Mateusz Kostrzewski: - To był jak najbardziej udany sezon dla naszej drużyny. Udało nam się awansować do fazy play off i finału Pucharu Polski, mimo że start mieliśmy słaby. Mieliśmy dużo zawirowań w drużynie na początku sezonu, zmiany trenerów, zawodników. Nie mogliśmy złapać odpowiedniej formy i się zgrać. Zaczęło się scalać w listopadzie, wygraliśmy kilka ważnych meczów, a fajnych bodźcem był awans do finału Pucharu Polski. Uwierzyliśmy w siebie. Główny celem przed sezonem była walka w play off i ten cel zrealizowaliśmy, choć walczyliśmy o to do samego końca rundy zasadniczej. W play off trafiliśmy na najmocniejszy zespół w lidze (Enea Zastal Zielona Góra – red.). Wszyscy mówili, że jesteśmy skazani na pożarcie, a okazało się, że w każdym meczu mieliśmy swoje szanse. Może atutów mniej, bo przeciwnik był ograny na europejskich parkietach, ale sercem i charakterem im dorównywaliśmy. Pokazaliśmy się z dobrej strony i gdybyśmy mieli więcej szczęścia, to moglibyśmy doprowadzić do piątego meczu, a wtedy, kto wie...

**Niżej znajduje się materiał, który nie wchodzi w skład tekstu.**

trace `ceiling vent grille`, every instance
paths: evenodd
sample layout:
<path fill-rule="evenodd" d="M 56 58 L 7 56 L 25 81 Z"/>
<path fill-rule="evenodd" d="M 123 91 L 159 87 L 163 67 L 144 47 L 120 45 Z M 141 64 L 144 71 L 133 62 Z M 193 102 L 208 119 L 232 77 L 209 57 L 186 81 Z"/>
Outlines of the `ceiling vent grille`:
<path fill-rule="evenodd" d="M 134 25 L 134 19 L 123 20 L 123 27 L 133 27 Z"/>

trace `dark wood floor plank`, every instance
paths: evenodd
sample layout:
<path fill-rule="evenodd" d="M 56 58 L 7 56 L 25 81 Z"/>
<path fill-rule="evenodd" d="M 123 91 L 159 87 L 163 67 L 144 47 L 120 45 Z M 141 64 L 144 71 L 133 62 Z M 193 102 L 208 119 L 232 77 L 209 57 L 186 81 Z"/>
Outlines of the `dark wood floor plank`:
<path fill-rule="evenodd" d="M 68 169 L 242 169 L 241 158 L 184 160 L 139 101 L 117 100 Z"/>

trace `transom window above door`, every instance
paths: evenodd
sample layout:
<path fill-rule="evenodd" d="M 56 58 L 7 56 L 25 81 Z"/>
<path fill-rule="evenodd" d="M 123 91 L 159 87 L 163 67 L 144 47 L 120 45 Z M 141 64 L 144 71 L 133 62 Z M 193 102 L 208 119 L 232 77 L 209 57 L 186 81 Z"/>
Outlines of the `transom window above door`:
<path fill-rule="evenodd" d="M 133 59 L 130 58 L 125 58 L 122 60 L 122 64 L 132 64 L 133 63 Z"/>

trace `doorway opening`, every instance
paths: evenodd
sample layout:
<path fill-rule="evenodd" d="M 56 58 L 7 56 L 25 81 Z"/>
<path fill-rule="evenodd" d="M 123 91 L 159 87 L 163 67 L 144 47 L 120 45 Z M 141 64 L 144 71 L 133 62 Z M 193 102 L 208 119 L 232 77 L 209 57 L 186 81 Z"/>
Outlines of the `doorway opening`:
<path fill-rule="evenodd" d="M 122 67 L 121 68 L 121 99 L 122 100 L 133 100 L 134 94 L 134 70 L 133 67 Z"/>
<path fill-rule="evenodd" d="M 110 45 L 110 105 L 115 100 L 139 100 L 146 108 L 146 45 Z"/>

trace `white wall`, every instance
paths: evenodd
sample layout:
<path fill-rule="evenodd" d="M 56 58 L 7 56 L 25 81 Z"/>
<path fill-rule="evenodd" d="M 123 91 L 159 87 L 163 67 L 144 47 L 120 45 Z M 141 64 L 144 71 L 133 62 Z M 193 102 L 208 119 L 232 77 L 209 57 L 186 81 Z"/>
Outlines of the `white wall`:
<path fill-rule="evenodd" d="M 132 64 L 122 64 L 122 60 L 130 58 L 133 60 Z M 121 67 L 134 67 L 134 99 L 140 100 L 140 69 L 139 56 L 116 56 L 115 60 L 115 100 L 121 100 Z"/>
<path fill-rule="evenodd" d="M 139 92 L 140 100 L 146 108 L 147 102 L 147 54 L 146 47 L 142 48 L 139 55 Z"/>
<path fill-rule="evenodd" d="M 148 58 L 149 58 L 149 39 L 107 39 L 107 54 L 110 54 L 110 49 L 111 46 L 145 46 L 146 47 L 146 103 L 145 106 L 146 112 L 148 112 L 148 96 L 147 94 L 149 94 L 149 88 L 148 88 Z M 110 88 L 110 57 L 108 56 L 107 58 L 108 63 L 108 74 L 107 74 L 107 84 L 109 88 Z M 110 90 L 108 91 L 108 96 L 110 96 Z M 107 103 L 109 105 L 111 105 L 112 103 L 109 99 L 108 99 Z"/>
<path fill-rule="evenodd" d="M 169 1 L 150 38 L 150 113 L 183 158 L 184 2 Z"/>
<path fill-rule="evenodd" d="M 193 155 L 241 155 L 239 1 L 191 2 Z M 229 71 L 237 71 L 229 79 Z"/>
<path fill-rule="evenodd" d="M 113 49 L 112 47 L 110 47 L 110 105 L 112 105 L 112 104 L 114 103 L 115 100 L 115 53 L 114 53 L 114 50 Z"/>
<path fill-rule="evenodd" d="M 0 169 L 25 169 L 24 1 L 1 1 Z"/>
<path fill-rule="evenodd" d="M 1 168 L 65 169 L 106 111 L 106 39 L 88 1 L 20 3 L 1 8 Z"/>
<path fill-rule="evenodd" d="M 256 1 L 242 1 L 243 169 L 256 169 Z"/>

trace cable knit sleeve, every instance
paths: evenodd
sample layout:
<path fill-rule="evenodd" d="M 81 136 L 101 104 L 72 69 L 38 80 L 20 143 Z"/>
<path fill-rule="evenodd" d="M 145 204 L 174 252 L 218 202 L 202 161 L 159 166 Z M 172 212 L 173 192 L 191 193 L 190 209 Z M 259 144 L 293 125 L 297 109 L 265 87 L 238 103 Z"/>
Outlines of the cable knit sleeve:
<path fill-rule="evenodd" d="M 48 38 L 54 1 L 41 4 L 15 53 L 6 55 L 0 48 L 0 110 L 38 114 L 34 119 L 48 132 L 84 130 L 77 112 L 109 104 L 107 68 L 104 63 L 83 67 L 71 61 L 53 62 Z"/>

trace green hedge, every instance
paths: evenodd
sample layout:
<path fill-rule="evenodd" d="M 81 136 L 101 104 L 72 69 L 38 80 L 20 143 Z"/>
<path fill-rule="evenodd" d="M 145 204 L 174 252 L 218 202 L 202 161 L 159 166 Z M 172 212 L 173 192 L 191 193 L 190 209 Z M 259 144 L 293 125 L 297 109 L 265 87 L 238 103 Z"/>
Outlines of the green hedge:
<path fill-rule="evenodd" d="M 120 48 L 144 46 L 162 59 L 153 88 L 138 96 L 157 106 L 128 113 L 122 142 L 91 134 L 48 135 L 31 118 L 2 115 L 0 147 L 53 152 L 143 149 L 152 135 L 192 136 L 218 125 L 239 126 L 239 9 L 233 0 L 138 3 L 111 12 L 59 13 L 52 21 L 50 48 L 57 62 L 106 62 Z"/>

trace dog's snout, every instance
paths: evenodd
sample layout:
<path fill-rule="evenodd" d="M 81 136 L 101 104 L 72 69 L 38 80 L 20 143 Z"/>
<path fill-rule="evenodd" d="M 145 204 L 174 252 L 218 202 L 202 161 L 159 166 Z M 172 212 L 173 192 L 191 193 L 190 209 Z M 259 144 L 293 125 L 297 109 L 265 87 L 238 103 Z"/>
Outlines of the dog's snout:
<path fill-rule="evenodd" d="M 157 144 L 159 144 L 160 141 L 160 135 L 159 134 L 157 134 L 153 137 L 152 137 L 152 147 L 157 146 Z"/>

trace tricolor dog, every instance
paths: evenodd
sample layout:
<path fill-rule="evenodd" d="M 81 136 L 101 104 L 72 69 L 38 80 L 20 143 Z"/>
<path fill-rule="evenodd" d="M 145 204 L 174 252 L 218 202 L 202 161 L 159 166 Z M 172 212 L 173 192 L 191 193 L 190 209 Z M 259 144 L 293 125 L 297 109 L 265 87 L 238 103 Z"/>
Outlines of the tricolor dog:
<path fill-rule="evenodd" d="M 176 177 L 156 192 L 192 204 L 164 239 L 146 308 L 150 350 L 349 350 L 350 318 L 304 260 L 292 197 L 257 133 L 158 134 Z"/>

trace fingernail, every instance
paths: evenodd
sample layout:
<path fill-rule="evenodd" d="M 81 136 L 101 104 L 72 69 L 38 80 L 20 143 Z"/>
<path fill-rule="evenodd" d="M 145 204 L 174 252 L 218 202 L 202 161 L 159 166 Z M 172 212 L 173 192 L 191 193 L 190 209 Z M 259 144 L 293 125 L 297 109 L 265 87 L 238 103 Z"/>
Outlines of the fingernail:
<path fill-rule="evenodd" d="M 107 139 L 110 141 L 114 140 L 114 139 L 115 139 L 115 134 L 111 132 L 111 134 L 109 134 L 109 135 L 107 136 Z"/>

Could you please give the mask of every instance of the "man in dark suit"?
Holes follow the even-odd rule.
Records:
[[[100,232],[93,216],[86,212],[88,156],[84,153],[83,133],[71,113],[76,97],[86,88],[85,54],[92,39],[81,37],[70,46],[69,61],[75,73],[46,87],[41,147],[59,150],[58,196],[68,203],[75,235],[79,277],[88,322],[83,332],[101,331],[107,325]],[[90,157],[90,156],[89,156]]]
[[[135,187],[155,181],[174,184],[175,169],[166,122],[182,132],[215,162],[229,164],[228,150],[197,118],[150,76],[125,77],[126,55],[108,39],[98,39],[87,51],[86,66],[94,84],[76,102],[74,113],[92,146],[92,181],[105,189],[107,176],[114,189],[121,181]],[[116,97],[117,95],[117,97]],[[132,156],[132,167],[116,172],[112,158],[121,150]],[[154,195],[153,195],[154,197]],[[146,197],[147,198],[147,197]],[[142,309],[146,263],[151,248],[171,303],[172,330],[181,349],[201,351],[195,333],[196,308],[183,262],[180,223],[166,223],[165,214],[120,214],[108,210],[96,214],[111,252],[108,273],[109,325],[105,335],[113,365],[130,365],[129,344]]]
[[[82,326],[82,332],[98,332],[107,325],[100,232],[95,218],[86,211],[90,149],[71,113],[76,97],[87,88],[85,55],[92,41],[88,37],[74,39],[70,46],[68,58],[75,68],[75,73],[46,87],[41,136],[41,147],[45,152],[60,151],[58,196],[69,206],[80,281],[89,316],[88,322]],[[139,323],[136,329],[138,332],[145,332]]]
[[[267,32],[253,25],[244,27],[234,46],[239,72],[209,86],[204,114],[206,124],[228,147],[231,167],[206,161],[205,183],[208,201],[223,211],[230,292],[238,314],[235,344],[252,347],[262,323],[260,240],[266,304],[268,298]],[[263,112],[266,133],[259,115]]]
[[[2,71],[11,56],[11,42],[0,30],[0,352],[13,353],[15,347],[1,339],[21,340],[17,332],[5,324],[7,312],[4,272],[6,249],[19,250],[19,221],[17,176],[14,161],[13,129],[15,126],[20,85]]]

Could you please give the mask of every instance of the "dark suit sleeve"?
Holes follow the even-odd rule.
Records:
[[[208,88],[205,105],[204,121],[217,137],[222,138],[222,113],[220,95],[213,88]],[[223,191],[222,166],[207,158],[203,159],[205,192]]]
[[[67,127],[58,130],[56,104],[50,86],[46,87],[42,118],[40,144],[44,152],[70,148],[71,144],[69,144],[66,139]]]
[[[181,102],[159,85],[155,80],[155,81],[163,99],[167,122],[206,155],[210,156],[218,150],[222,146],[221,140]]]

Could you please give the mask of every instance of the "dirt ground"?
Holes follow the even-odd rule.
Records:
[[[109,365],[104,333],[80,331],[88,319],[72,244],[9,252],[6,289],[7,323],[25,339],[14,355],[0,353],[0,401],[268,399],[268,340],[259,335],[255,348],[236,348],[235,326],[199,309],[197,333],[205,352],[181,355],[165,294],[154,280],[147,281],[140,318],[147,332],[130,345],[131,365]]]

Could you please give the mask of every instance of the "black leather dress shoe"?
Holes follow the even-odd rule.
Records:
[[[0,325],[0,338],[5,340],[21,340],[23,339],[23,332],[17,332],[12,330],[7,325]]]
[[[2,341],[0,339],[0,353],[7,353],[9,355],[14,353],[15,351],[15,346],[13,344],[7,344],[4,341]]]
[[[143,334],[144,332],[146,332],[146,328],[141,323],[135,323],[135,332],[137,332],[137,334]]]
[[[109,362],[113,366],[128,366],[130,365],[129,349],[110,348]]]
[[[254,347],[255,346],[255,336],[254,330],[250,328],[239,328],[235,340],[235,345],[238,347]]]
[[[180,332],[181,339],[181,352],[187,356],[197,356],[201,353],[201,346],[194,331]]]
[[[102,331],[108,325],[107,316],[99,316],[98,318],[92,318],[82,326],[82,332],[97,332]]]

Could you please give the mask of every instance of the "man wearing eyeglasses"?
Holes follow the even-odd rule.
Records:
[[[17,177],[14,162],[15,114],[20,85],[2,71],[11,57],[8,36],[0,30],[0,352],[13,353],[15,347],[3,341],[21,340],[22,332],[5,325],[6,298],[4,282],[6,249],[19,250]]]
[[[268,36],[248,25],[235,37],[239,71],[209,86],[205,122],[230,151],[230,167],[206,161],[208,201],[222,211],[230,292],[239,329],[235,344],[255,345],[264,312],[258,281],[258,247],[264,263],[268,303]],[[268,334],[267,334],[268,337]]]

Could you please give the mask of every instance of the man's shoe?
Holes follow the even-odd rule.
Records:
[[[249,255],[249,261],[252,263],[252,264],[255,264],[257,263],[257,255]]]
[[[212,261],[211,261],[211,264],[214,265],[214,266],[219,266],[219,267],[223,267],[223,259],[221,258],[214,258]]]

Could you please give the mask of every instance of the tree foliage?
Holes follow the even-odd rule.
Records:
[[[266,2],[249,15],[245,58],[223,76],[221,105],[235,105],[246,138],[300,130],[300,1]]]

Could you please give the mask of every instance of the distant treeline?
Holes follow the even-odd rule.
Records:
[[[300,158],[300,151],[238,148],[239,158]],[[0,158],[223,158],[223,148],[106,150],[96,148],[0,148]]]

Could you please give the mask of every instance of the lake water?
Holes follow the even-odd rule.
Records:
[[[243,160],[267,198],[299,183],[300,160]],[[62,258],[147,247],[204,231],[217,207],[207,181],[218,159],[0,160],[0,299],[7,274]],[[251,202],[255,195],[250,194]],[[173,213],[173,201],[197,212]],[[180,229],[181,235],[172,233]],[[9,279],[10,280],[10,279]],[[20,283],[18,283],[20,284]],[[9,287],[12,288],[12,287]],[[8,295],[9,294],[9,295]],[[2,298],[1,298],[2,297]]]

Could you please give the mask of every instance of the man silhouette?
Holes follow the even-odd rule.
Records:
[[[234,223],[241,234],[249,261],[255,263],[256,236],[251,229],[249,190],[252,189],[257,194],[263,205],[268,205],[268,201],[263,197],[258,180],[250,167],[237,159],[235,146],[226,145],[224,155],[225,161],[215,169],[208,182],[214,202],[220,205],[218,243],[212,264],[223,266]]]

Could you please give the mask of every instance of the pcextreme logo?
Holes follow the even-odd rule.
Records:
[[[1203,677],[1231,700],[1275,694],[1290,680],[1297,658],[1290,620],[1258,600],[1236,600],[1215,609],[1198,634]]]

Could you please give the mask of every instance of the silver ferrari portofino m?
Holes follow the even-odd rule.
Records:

- Jesteś kapitanem Spójni, więc odgrywasz w zespole ważną rolę. W tym sezonie skończył Ci się kontrakt, ale rozumiem, że w Stargardzie zostajesz...
- Oczywiście po sezonie nie powiedzieliśmy sobie, że kończymy współpracę. Na pewno będziemy w kontakcie. Trzeba sobie dać na pewno kilka tygodni przerwy, pozamykać wszystkie sprawy. Klub musi przygotować budżet, na pewno będziemy rozmawiać o kolejnym sezonie.
- Zostałeś powołany do kadry narodowej w koszykówce 3 na 3, która przygotowuje się do walki o udział w igrzyskach olimpijskich w Tokio. Zaskoczyła Cię na nominacja? Wcześniej miałeś, z tego co pamiętam, mniej do czynienia z tą wersją koszykówki...
- Oczywiście byłem zaskoczony. Trener Piotr Renkiel zadzwonił do mnie w trakcie sezonu i zapytał, czy chcę przyjechać sprawdzić się na turnieju Politechniki Gdańskiej. To akurat było po Pucharze Polski, mieliśmy około tygodnia wolnego, więc powiedziałem sobie, że warto spróbować.
- Jak w takim razie po tych doświadczeniach z koszykówką 3 na 3 widzisz w niej swoją rolę?
- Mam nadzieję, że to początek przygody, Trwają przygotowania do turnieju kwalifikacyjnego na igrzyska i każdy z nas chce się pokazać z jak najlepszej strony. To czas, kiedy trzeba naprawdę mocno trenować.
- Zdarzyło się tak, że w kadrze narodowej znalazło się dwóch zawodników pochodzących z Elbląga. Oprócz Ciebie jest w niej również Przemysław Zamojski, z którym też niedawno rozmawialiśmy. Nigdy wcześniej takiej sytuacji nie było, także w tradycyjnej wersji koszykówki...
- Myślę, że to nie tylko sukces mój i Przemka, ale sukces naszego miasta. Pochodzimy z Elbląga i udało nam się awansować do ścisłej grupy koszykarzy 3 na 3 w naszym kraju.
- A jak Ty wspominasz czasy, gdy trenowałeś koszykówkę w Elblągu?
- W Elblągu wszystko się zaczęło. Pierwsze kroki w tej dyscyplinie stawiałem w Szkole Podstawowej nr 11. Powstała wtedy klasa sportowa o specjalności koszykówki. Byliśmy młodzi, szczupli, wybiegani i z ciekawości chcieliśmy się sprawdzić, czy w ogóle do tej dyscypliny się nadajemy. Ja ten sport od razu pokochałem, czułem się w nim bardzo dobrze, lubiłem przychodzić na treningi, często zostawałem na hali, by jeszcze potrenować.
Dzięki temu, że w szkole powstała klasa sportowa, miałem szansę rozwijać się koszykarsko. Pamiętam bardzo dobrze ten szkolny czas, mam bardzo dużo pozytywnych wspomnień. Na pewno gdy skończę już grać w koszykówkę, chciałbym, by mój dzieci też poszły w moje ślady właśnie w SP 11. Zamierzam wrócić do Elbląga. Mam nadzieję, że będą miały szansę na taki rozwój, jak ja miałem.